We built our new streaming TTS API for developers who need consistent, humanlike speech at low latency.
High latency kills conversation
Every 100ms matters in live conversation. Traditional TTS systems often introduce a 1 to 3 second delay, which is fine for static content but terrible for voice agents.
In demos, or batch, you might hear ultra-realistic voices, but in low-latency environments for the same voices, where responses need to be sub-300ms, vendors often switch to smaller or faster models and quality drops.
We have seen this first-hand with several partners building voice agents: the voice that initially wowed stakeholders can disappoint when integrated into the agent.
Our approach to text-to-speech
We built our TTS from day one with real-time streaming in mind.
The preview delivers speech with latency under 150 milliseconds without sacrificing naturalness, so you get fluid, human-like voices and the snappy response time needed for interactive applications.
Beyond English: Tackling robotic voices in other languages
Another big reason we built our own TTS is the language gap in voice synthesis.
We kept hearing this across languages like Dutch, French, and Thai from our clients with existing vendors.
One-size-fits-all systems, older techniques, or limited data for smaller languages lead to flat intonation and choppy cadence.
Making multilingual TTS more human
Speechmatics has a strong legacy in multilingual speech (our speech-to-text supports 55+ languages with high accuracy), and we’re bringing that expertise to TTS.
Our preview delivers a highly natural English voice now, and we’re actively working on more languages.
Our goal is to provide authentic voices in each language, capturing the nuances of local accents and speech patterns.
Building truly natural voices beyond English is a challenge, but we have a decade of experience building speech tech from the ground up.
More languages are coming, and we will not be satisfied until “robotic” is a thing of the past for all of them.
The hidden cost of talking at scale
TTS APIs charge per character or per minute of audio, and those costs add up quickly.
We’ve seen organizations hesitate to add voice everywhere or limit spoken content due to cost.
At millions of sentences or hours of speech, bills get hefty, which is not great for scaling or experimentation.
Keeping TTS costs grounded
We want TTS to be cost-effective, so you do not have to think twice about volume. By leveraging our own models and infrastructure, and being thoughtful about model size and optimization, we aim to keep costs reasonable and predictable.
We also simplify pricing and packaging alongside our speech-to-text: one contract, one platform. This simplifies integration, budgeting, and support.
Many customers need on-prem or edge TTS for sensitive use cases (think healthcare, finance) or connectivity reasons.
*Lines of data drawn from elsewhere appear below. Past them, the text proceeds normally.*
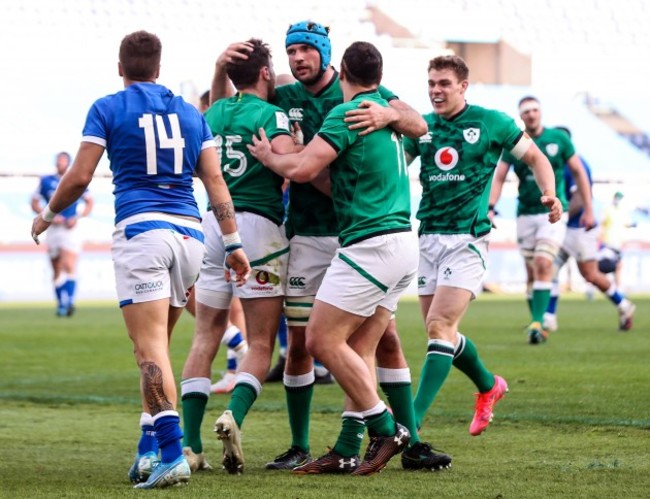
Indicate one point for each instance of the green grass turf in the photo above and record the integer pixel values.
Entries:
(576, 422)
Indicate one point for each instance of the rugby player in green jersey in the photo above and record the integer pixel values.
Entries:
(375, 263)
(313, 232)
(458, 156)
(539, 241)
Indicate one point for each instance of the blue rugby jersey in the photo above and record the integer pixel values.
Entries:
(153, 140)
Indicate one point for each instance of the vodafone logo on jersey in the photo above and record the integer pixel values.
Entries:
(446, 158)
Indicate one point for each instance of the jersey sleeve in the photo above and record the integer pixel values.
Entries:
(386, 94)
(411, 146)
(206, 134)
(95, 129)
(506, 132)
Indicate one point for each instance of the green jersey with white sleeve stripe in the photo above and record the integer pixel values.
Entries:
(233, 122)
(458, 157)
(311, 213)
(558, 148)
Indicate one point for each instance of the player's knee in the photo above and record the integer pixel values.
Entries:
(297, 310)
(389, 345)
(298, 349)
(545, 253)
(214, 299)
(315, 346)
(439, 328)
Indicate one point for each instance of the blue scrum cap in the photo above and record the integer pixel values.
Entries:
(314, 34)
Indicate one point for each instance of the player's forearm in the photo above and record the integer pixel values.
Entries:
(220, 88)
(222, 206)
(407, 120)
(497, 186)
(71, 188)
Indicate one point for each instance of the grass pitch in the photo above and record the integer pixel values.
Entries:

Our TTS engine can be used in our cloud, your cloud, or on your own servers next to our STT engine, so you can keep voice data in-house and meet latency requirements without sacrificing quality.
It slots into existing workflows, from cloud API prototypes to containerized models on thousands of devices worldwide.
Built on a decade of speech experience (and why that matters)
We are not starting from scratch. Speechmatics has spent over 10 years at the bleeding edge of speech technology, primarily in speech-to-text. TTS and STT are two sides of the same coin.
Our expertise in acoustic modelling, pronunciation, prosody, and handling different accents and noise conditions feeds directly into generating realistic speech. We are pouring that knowledge into our TTS models.
As one of the leading speech recognition companies, we have solved hard problems in multilingual audio and will now leverage that foundation to make synthesized speech inclusive and accurate.
Our mission has always been to understand every voice. Adding TTS was a natural step toward that mission. We built this preview to address real-world problems we saw again and again, expanding on our past R&D in speech. Imagine voice agents that truly sound human and respond in real time, in any language.
For developers, our API documentation shows how to integrate streaming TTS with just a few lines of code.
Spin up a voice agent demo, plug it into your call center software, or build that talking IoT device you have been imagining.
Where to use it today:
Real-time support agents that offer natural, clear speech
Healthcare whereprivate, offline speech is important
Live translation of events, media or conversations where speed is essential
These are just a few ideas.
We would love to see what you build.
Because this is a preview, we are actively seeking your feedback.
Does the voice quality meet your expectations?
How is the latency in your setup?
Are there languages or voice styles you want?
Let me know.
This is our chance to iterate with you and ensure the full product checks the right boxes. Voice interfaces are entering a new era of natural, real-time interaction and we want to be the foundation you build on.